Opmerkelijk is dat een groep van ongeveer 28.500 Hindostanen zich in ruim honderd jaar heeft vertienvoudigd tot een ruim 300.000 tellende Hindostaanse gemeenschap. Er wonen ongeveer 175.000 Hindostanen in Nederland, 150.000 in Suriname en enkele duizenden onder meer op de Antillen, in de Verenigde Staten en in België. Deze Hindostanen zijn dus nakomelingen van een relatief kleine groep Hindostanen. Bij de enorme bevolkingsgroei moeten wij ook in ogenschouw nemen dat de vrouwen een minderheid (van een derde) vormden onder de contractarbeiders. Er zijn overigens verhoudingsgewijs minder vrouwen naar India teruggekeerd dan mannen. De Hindostaanse vrouwen die zich vestigden in Suriname en vooral hun (klein)dochters hebben veel kinderen gekregen. Door de beschikbaarheid van gezond voedsel en goede gezondheidszorg voor Hindostanen was er een relatief lage kindersterfte.

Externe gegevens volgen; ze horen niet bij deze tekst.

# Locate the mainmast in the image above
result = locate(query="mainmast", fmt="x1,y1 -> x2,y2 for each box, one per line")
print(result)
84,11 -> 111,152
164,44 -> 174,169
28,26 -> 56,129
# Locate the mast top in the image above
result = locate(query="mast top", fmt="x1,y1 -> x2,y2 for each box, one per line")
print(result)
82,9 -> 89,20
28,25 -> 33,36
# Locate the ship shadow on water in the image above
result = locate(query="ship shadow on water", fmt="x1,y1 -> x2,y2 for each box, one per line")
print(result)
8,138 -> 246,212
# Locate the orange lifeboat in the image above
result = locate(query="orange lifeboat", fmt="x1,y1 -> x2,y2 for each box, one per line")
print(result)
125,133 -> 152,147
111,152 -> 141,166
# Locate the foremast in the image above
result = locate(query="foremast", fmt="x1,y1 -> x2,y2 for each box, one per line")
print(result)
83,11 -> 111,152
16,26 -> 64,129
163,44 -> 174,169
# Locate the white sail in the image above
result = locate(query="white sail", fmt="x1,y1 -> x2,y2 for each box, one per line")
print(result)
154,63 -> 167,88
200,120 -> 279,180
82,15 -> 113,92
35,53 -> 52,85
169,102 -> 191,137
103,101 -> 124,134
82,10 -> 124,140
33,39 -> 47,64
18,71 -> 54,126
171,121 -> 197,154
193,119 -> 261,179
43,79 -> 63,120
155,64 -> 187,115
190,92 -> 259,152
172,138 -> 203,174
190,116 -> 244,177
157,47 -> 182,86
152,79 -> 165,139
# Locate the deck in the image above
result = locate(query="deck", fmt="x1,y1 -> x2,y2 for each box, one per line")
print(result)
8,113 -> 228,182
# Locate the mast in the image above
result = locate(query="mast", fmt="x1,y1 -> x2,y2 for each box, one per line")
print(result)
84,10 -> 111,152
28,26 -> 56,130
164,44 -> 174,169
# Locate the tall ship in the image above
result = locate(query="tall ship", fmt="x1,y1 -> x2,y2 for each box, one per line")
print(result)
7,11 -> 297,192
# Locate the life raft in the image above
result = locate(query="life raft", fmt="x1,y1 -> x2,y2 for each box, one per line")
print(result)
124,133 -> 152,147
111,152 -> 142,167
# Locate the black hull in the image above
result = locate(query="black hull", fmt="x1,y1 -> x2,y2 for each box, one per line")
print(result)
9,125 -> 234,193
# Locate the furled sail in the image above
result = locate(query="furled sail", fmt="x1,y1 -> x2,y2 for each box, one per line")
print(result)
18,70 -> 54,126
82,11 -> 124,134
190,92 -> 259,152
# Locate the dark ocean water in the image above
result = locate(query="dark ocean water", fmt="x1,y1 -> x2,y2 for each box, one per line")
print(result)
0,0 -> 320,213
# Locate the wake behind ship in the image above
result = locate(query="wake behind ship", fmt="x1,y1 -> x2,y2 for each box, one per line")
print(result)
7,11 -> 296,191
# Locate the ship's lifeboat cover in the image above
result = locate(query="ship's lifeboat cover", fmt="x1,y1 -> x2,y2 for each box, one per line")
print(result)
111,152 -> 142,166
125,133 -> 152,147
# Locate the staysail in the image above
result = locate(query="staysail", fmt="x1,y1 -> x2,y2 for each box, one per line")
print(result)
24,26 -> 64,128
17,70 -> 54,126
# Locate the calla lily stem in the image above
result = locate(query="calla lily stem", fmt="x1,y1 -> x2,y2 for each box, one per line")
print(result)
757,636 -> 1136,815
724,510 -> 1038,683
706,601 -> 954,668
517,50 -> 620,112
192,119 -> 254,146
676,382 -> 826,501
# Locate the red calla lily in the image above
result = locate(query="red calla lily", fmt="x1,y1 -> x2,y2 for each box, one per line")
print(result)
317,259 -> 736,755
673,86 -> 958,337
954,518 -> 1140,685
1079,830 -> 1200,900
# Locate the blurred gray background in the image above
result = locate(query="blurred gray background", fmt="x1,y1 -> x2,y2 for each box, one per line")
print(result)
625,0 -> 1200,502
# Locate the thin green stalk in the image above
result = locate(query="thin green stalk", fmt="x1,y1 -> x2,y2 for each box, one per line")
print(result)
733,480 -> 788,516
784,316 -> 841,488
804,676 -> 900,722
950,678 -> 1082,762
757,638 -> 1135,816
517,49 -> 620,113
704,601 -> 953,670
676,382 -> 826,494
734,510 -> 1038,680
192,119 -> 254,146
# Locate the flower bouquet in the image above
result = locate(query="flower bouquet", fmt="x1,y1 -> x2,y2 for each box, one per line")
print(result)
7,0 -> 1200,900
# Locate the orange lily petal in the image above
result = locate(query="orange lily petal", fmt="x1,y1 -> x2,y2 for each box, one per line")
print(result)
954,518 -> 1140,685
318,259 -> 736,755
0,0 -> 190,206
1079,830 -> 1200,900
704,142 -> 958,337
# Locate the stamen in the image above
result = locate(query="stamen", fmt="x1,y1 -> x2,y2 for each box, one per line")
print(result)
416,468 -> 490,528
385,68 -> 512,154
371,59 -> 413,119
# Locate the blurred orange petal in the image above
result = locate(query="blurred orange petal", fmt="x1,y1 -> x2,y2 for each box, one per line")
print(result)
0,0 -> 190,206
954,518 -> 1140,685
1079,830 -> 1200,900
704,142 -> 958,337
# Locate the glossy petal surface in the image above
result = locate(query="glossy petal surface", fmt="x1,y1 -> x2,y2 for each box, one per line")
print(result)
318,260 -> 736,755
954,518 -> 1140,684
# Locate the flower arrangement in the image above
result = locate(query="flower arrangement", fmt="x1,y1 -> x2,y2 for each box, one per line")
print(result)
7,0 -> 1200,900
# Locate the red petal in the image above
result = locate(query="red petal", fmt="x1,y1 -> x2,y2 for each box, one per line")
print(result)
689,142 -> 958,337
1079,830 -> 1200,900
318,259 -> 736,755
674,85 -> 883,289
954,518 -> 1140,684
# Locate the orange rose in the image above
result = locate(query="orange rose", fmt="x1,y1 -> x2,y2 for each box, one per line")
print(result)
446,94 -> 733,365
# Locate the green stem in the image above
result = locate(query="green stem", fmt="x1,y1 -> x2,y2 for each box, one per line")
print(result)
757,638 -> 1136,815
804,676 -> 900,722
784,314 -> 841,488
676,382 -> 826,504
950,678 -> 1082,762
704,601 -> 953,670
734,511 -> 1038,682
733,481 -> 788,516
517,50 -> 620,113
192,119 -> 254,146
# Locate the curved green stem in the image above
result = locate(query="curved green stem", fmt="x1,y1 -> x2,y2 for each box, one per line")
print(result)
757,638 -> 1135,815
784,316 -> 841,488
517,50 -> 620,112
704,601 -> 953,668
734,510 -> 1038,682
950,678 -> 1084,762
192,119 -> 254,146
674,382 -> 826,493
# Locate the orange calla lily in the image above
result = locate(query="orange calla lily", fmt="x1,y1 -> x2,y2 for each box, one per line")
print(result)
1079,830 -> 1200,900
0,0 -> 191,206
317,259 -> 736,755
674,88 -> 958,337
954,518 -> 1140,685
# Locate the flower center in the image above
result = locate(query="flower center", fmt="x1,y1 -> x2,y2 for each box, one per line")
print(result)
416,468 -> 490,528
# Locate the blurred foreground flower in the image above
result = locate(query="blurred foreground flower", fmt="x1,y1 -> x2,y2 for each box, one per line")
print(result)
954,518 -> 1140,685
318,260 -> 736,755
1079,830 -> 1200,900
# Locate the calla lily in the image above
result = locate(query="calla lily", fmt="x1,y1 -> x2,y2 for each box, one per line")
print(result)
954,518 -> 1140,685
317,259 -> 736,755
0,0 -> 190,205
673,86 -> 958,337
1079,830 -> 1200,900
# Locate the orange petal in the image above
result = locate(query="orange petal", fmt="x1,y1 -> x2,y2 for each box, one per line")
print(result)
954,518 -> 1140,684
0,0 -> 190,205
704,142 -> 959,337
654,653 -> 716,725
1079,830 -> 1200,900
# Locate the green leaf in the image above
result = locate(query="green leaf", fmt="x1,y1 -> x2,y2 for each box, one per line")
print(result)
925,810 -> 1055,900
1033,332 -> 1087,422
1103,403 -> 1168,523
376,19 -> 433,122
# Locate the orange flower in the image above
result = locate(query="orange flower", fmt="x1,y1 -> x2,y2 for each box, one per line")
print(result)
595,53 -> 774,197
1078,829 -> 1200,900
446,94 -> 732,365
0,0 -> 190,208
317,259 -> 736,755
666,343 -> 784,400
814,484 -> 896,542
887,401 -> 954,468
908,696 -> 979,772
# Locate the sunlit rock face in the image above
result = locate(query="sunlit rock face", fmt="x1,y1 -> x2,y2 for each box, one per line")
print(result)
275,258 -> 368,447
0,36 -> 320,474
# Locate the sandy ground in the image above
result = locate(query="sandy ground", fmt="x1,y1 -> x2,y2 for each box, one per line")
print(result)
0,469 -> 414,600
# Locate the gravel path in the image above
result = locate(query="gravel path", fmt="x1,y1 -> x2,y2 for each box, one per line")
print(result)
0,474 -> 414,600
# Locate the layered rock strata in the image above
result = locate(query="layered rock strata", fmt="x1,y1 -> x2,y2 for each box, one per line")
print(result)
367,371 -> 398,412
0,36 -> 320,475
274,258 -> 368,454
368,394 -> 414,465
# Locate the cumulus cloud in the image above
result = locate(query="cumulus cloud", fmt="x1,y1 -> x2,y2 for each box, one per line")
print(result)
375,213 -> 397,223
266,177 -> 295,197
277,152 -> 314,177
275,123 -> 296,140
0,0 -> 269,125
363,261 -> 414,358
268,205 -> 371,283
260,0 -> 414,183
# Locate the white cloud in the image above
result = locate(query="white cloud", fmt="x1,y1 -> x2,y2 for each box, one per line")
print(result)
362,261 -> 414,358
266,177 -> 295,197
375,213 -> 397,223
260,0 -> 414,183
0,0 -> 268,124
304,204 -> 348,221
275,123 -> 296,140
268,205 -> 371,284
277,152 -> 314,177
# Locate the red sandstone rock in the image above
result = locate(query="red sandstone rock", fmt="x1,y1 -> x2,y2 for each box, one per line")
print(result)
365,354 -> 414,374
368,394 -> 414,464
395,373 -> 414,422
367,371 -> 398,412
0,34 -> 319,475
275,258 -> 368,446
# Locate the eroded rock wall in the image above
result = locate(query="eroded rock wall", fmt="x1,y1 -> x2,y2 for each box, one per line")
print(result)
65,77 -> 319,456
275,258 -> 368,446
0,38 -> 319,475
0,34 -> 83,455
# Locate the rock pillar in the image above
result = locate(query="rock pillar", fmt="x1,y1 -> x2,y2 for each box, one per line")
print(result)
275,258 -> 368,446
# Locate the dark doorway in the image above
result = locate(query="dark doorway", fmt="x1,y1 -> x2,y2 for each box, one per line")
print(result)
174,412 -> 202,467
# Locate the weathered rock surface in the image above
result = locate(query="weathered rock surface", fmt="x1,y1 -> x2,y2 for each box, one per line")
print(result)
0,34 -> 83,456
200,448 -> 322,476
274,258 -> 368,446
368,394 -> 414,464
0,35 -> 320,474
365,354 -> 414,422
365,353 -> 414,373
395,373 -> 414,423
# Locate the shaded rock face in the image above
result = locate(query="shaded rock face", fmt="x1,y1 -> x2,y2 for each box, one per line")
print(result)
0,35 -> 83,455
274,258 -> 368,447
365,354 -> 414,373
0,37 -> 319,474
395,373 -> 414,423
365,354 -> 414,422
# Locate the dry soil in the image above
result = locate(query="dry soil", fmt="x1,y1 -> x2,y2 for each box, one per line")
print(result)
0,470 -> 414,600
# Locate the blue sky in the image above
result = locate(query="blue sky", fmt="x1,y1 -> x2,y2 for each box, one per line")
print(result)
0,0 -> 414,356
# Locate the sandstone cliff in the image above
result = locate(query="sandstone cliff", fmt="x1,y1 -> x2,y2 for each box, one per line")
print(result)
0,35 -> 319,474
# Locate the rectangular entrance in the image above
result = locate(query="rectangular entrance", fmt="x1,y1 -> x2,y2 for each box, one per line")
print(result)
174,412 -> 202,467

Vestigingsplaatsen voor Hindostanen
Nadat de Hindostaanse contractarbeiders hun contractperiode van vijf of tien jaar hadden uitgediend, besloten de meesten zich permanent te vestigen in Suriname. De Surinaamse overheid had besloten om Hindostanen in te schakelen in de zogeheten kleinlandbouw. Zij konden een belangrijke bijdrage leveren aan de voedselvoorziening; vooral ten behoeve van de bevolking in Paramaribo. Na 1895 werden voor hen zogeheten (gouvernements) vestigingsplaatsen ingericht. Verschillende plantages en ‘buitens’ (Boiti’s) werden gekocht van particulieren en ‘op lozing gebracht’. Er werden wegen aangelegd en het land werd in landerijen/percelen verdeeld. Overigens waren plaatsen als Domburg al na de afschaffing van de slavernij aangekocht en ingericht als vestigingsplaats om vrijverklaarde slaafgemaakten te huisvesten. De uitgediende Hindostaanse contractarbeiders kregen op de vestigingsplaatsen 1,5 tot 2,5 hectare in bezit (domeingrond) met vrijstelling van grondhuur voor de eerste zes jaar. Enkele vestigingsplaatsen die werden ingericht voor Hindostanen waren bijvoorbeeld Paradise in het district Nickerie in 1998 (286 hectare), Laarwijk (Lálwiki) in het district Beneden Para in 1901 (238 hectare), Meerzorg (Hansu) in het district Commewijne in 1915 (1.238 hectare) en Groningen in het district Saramacca in 1914 (164 hectare). Eén van de grootste vestigingsplaatsen was de zogeheten Saramaccapolder (Kandál) nu gelegen in het district Wanica dat werd ingericht in 1906 (2.160 hectare).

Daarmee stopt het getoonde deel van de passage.